XML Doc and Blob Field

Goals

Query XML docs in HDFS - each XML doc contain one or more records.
Write XML doc into a blob field of a RDBMS table
Query XML stored in a blob field in a RDBMS table

Here I am using spark 2.1.1

Query XML data in HDFS

Upload the attached xml file in HDFS /user/cloudera/docs directory

Start spark shell with xml package support

$SPARK_HOME/bin/spark-shell --packages com.databricks:spark-xml_2.11:0.4.1

In spark write the following code to retrieve nested data from xml

val docs = spark

.read

.format("xml")

.option("rowTag", "FIToFICstmrCdtTrf") //rowTag is a record identifier in the xml doc

.load("/user/cloudera/docs")

.select("CdtTrfTxInf.PmtId.InstrId", "CdtTrfTxInf.PmtId.EndToEndId", "CdtTrfTxInf.PmtId.TxId")

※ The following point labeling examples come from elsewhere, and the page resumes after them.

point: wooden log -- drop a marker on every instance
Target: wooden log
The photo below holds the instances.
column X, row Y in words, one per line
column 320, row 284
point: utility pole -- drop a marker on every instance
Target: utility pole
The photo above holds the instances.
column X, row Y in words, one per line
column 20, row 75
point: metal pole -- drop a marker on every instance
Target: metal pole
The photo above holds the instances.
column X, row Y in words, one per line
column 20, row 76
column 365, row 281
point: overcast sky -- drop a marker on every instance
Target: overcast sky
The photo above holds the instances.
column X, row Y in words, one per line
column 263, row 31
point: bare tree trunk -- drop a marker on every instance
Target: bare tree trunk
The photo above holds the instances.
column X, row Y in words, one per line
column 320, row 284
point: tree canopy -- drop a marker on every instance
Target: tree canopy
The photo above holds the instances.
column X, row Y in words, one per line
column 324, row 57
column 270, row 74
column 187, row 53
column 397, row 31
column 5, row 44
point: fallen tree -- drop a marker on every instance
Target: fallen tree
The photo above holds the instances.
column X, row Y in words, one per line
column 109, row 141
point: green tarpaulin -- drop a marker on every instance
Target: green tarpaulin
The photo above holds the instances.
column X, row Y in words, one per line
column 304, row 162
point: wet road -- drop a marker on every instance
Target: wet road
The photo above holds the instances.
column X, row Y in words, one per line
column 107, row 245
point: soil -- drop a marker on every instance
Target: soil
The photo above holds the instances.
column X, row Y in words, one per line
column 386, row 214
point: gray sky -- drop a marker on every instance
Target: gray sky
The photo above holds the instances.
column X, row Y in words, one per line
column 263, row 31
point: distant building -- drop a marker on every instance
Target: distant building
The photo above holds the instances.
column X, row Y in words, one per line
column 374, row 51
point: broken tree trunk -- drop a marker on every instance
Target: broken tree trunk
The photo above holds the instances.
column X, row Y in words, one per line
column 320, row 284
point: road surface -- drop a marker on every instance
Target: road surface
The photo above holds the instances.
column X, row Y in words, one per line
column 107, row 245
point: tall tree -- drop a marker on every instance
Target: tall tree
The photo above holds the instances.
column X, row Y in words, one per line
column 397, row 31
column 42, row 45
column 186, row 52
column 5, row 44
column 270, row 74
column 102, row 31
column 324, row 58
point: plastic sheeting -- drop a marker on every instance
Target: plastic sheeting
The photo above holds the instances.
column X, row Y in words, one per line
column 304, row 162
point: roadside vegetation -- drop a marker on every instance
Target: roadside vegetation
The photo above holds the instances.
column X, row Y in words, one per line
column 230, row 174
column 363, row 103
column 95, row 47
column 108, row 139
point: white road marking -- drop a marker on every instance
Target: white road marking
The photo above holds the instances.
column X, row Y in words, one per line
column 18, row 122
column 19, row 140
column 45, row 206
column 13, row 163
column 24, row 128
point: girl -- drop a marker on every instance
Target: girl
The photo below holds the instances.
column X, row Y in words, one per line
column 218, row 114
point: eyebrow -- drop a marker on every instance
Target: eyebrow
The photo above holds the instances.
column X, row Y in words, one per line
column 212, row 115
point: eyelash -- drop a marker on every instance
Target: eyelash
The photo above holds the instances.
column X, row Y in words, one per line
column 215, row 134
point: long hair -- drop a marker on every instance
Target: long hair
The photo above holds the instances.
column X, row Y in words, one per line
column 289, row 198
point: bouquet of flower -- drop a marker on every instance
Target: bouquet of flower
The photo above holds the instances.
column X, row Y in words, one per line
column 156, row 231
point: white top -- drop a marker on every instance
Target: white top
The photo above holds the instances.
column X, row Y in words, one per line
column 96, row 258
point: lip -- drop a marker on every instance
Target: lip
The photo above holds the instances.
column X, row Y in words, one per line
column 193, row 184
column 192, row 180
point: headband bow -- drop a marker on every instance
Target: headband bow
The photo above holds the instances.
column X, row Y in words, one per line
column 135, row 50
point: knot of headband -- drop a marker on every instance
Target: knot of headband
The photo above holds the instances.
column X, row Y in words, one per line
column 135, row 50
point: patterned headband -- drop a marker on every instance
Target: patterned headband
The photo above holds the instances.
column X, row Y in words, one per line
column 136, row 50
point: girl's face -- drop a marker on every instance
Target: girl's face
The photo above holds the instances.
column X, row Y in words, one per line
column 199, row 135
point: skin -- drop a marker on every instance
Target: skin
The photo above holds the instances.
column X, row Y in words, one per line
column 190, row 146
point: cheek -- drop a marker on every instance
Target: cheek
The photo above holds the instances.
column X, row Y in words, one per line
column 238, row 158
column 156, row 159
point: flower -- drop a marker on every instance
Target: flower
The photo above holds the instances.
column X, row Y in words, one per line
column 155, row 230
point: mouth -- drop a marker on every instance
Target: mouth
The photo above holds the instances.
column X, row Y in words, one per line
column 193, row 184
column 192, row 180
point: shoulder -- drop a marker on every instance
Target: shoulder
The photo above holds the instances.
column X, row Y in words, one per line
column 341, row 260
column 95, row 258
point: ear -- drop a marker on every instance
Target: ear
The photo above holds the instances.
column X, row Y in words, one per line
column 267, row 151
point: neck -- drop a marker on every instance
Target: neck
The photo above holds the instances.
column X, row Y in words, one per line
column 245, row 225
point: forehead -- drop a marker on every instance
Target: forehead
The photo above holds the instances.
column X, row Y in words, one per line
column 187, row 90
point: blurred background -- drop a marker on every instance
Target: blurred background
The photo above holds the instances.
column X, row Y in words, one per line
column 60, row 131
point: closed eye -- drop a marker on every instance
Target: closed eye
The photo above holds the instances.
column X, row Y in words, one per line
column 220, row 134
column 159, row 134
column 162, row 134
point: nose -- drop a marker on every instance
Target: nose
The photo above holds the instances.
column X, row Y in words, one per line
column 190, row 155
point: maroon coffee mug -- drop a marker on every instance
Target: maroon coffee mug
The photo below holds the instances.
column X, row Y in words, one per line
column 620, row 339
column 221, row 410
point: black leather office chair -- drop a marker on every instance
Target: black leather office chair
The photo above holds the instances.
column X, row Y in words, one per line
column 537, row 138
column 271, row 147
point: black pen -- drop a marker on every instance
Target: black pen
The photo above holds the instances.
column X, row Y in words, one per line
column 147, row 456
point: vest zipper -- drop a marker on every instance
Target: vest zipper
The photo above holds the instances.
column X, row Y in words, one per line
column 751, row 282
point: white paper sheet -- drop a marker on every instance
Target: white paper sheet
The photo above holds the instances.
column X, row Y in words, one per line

Select fields from nested XML structure using . operator

Note:

- if you have a record per file, put the root tag of the xml as a rowTag

- if you have multiple records in a single xml file, put the record element tag as rowTag

One additional note, each file contains a full record, total number of partitions will be large. You may wish to coalesce the number of partitions to a smaller number.

docs.show(false)

+-------------------------------+-----------------------------------+-----------------------------------+

|InstrId |EndToEndId |TxId |

+-------------------------------+-----------------------------------+-----------------------------------+

|20160516021200201BFFF0000000001|E2E-TxPrefix20160513223041391000000|TxPrefix....20160513223041391000000|

+-------------------------------+-----------------------------------+-----------------------------------+

Write XML doc into a blob field of a RDBMS table

Suppose you stored individual transaction record as separate files in /user/cloudera/docs directory. You want to load each xml into a blob field of a RDBMS. In fact you can use any database including nosql databases for the same purpose.

$ mysql -uroot -p

mysql> create database tnx;

mysql> use tnx;

mysql> create table docs(name varchar(255) primary key, body blob);

From spark load individual file as one record of RDD and

val dbOptions = Map(

"url" -> "jdbc:mysql://localhost:3306/tnx",

"driver" -> "com.mysql.jdbc.Driver",

"dbtable" -> "docs",

"user" -> "root",

"password" -> "cloudera"

)

.wholeTextFiles("/user/cloudera/docs") //Load each file as record. Name of file becomes a key and content is the value in the form of String

.toDF("name", "body") // Convert the tuple RDD into data frame so that we can apply udf

.select(col("name"), encode(col("body"), "UTF-8").alias("body")) // Encode the string value into binary using UTF8 encoding

.write

.format("jdbc") // JDBC connector to connect to RDBMS data source

.mode("append") //overwrite will truncate and load

.options(dbOptions) // DB options

.save()

Query XML stored in Blob field of a RDBMS table

Load the docs table from tnx db.

val docs = spark

.read

.format("jdbc")

.options(dbOptions)

.load()

View schema of docs

docs.printSchema

root

|-- name: string (nullable = true)

|-- body: binary (nullable = true)

Define a case class to hold the parsed fields from XML document.

case class CDT(

InstrId:String,

EndToEndId:String,

TxId:String)

Define a UDF to extract fields from the XML content

import org.apache.spark.sql.functions.udf

import scala.xml.XML

def toCDT = udf{(body:String) =>

val row = XML.loadString(body)

((row \\ "InstrId").text, (row \\ "EndToEndId").text, (row \\ "TxId").text)

}

Now you can use the toCDT UDF to parse xml doc

docs

.select(col("name"), decode(col("body"), "UTF-8").alias("body")) // Decoding the UTF encoded binary field type into String

.select(col("name"), toCDT(col("body")).alias("CDT"))

.show(false)

+---------------------------------------------------------------------+---------------------------------------------------------------------------------------------------------+

|name |CDT |

+---------------------------------------------------------------------+---------------------------------------------------------------------------------------------------------+

|hdfs://quickstart.cloudera:8020/user/cloudera/xml/pacs.008.001.06.xml|[20160516021200201BFFF0000000001,E2E-TxPrefix20160513223041391000000,TxPrefix....20160513223041391000000]|

+---------------------------------------------------------------------+---------------------------------------------------------------------------------------------------------+